Fri 30 Jun 2006
Filed under: Health / AIDS,News
Refugees from continuing violence in the Myanmar countryside adjacent to Thailand together with an earlier than normal rainy season in the heavily-forested border region means that the incidence and danger of contracting malaria is higher than usual.
Mae Sot Hospital director Dr. Kanoknart Pisuthikul said that early rains meant more risk of dengue fever as well.
Thailand’s public health programme has greatly reduced the annual incidence of malaria cases, the World Health Organization reports, but refugees, migrant workers, villagers living along the border — and tourists — are still at high risk from mosquito-borne diseases unless they take adequate precautions.
While having a steadily reducing incidence, malaria remains a major public health problem in Thailand, with migration of cross-border laborers suspected as a leading cause of malaria transmission. WHO reports that in Thailand, the endemic area is in the hilly or forested area only. Most cases are from the border of Thailand especially Thai-Myanmar, Thai-Cambodia border and that there is no risk in major cities or major tourist resorts such as Bangkok, Chiang Mai, Pattaya, Phuket and Samui Island.
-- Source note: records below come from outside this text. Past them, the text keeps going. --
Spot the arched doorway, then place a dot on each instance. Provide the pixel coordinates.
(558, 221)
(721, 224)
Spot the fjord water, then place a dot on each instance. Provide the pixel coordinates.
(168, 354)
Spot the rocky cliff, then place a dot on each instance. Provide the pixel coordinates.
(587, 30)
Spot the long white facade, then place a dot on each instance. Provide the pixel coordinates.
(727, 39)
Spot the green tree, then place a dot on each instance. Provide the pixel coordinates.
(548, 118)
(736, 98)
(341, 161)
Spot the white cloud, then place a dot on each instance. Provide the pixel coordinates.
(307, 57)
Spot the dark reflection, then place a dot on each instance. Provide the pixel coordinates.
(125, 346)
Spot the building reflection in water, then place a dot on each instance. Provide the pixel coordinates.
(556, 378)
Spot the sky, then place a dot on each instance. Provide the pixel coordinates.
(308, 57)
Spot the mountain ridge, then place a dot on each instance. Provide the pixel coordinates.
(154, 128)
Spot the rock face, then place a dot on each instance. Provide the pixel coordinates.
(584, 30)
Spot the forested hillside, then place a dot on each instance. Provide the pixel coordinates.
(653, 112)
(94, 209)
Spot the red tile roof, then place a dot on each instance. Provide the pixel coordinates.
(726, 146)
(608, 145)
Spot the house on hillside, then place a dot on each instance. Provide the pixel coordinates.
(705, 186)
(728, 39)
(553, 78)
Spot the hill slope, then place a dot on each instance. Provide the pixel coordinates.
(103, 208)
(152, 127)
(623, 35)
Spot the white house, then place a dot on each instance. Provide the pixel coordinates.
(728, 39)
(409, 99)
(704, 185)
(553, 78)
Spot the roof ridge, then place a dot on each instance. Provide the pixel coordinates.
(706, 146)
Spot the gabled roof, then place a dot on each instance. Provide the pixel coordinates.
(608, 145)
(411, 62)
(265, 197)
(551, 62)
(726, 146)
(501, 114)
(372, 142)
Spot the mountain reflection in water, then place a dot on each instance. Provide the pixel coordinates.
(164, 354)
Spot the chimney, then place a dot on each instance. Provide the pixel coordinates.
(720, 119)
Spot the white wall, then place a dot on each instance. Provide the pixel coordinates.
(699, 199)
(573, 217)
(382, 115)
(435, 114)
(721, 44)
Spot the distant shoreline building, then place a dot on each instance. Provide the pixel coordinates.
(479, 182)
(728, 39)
Drug-resistant strains of malaria have led to establishment of medical research stations such as the Armed Forces Research Institute of Medical Sciences (AFRIMS) research unit at Huaymalai in Sangkhlaburi near the Kanchanaburi-Myanmar border.
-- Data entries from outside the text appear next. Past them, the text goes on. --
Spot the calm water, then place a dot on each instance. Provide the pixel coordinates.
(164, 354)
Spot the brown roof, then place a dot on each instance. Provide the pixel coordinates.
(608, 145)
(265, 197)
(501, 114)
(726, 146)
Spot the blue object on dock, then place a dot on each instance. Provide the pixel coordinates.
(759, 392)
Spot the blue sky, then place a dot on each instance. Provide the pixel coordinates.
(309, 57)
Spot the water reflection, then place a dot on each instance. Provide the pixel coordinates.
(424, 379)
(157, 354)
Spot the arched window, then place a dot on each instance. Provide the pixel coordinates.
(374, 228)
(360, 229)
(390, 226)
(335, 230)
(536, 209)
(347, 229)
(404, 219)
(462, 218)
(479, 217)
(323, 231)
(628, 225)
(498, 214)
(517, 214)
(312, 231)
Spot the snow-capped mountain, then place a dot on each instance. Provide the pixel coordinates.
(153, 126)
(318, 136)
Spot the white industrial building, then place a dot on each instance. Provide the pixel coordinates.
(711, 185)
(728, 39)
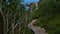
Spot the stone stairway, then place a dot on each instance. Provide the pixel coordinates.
(36, 29)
However, because of heavy population density, Tak province accounts for 25 percent of malaria cases in Thailand, Dr Kanoknart said. The worst hit districts along the Myanmar border: Mae Sot, Mae Ramat, Tha Song Yang, Phop Phra and Umphang, an area of refugee camps, farms and factories employing workers from across the Moei river.
Some 900 cases of malaria were treated in May at Mae Tao Clinic, near Mae Sot. The clinic treats up to 80,000 Myanmar people a year for malaria, workplace accidents, landmine injuries, malnourishment, birth complications and respiratory infections.
Mahidol University specialists recommend that tourists and business travellers on the Thai-Myanmar and Thai-Cambodia borders should sleep under a bed net and use insect repellents, especially after sunset. Repellents are available at drug stores as “Yah Tah Gahn Yoong” Preventive antimalarial medications are not recommended in Thailand, according to Mahidol University’s Thai Travel Clinic. Malaria in Thailand is multidrug resistant: no drugs can protect travellers against malaria. And drugs may cause unpleasant side effects.
Malaria can be fatal, particularly with delayed treatment. But the World Health Organization (WHO) says of 300-500 million cases reported worldwide annually, only about one million persons die, mainly in Africa.
Travellers getting fever in malaria risk areas should seek medical care at a hospital immediately. Symptoms of malaria include fever with or without chill, headache, abdominal pain, nausea and vomiting.